Sure enough, in this case I saved days of work through the power of regular expressions. For the non-programmers out there, regexes, as they are commonly known, are a search tool that are as powerful as they are complicated - and they’re incredibly complicated. I am not very familiar with their usage, but I knew that TextMate, my favorite text editor, was capable of using them in search-and-replace operations.
After working through the regex tutorial in the TextMate help file, I managed to cobble together the follow set of search and replace operations that let me get the job done in just a couple of days, rather than a couple of weeks. Note that someone who really knows their stuff could probably wire this all up into a single regex, but my skillz aren’t that good, so I had to work with several smaller regexes run in sequence.
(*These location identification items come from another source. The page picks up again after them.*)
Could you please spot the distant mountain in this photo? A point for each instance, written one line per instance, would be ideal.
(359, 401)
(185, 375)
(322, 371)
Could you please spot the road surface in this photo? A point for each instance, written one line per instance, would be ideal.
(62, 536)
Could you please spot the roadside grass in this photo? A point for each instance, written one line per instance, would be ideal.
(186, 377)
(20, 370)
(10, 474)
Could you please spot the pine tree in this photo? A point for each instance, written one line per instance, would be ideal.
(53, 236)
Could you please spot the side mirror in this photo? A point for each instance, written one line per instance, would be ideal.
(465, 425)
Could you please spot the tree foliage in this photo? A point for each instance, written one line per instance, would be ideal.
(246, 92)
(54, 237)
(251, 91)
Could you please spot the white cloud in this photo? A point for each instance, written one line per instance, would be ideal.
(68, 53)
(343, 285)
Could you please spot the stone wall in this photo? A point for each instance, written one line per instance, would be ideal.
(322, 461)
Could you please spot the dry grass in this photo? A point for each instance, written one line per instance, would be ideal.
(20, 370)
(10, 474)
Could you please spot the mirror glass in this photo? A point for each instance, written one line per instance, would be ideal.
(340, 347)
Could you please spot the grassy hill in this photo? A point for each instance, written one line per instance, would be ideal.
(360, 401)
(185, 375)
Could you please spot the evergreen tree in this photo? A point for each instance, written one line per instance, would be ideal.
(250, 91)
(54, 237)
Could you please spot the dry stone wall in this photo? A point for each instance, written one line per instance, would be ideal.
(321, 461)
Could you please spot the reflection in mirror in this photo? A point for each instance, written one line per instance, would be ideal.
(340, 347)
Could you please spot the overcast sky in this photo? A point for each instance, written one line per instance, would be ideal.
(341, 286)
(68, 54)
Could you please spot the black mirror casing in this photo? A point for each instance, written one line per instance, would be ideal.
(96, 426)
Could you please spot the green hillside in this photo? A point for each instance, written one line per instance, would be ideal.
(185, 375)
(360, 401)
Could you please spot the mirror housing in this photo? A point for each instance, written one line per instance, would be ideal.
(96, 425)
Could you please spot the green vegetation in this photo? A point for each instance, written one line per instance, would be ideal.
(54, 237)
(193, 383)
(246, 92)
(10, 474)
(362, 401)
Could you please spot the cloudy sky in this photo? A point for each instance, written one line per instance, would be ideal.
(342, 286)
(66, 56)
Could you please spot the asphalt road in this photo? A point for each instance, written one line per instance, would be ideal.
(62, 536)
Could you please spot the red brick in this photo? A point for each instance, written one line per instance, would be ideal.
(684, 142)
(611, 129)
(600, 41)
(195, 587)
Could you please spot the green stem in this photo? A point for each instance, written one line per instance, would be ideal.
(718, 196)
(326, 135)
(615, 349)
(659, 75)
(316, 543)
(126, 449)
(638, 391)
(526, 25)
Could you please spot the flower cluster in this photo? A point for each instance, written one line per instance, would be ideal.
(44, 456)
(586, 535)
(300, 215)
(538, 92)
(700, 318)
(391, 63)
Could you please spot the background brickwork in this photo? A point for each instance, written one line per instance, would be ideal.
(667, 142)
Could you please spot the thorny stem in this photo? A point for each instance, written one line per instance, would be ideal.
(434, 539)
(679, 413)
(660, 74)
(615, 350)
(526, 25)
To begin with, I had to figure out how to create a regex that said to replace an HTML tag while saving the contents of the tag, and ignoring the attributes, which might be different. For example, some of the table cell tags contained width or colspan attributes, and some didn’t - and even the ones that did sometimes had them out of order.
After a bit of research, I found out that the magic equation was the expression .*? - The “.” means “match any non-whitespace character,” while the following question mark and asterisk mean to match any number of them in a row. By using that bit, I could write something like this: <td.*?>(.*?)</td>, which means look for any <td> tag and ignore any attributes it has. Then I wrapped the contents of the tag in parenthesis, which tells regex to save that as a variable, which I can echo back out in the search results. This sounds much more complicated than it is. Check out the following examples to see how I used it.
First, I converted the group name by searching for:
<table.*?>
<tr>
<td.*?>(.*?)</td>
</tr>
And replacing it with:
<specs group="$1">
Then I had to convert the closing table tag to a closing specs tag (no regex here, but I had to do it as a separate search).
</table>
And replacing it with:
</specs>
And finally, I could search for the individual table rows containing the specifications:
<tr>
<td.*?>(.*?)</td>
<td.*?>(.*?)</td>
</tr>
And replacing them with:
<spec>
<label>$1</label>
<value>$2</value>
</spec>
The moral of the story is that if you’re willing to take the time to puzzle out how to work a “simple” regex, you can dramatically increase your efficiency.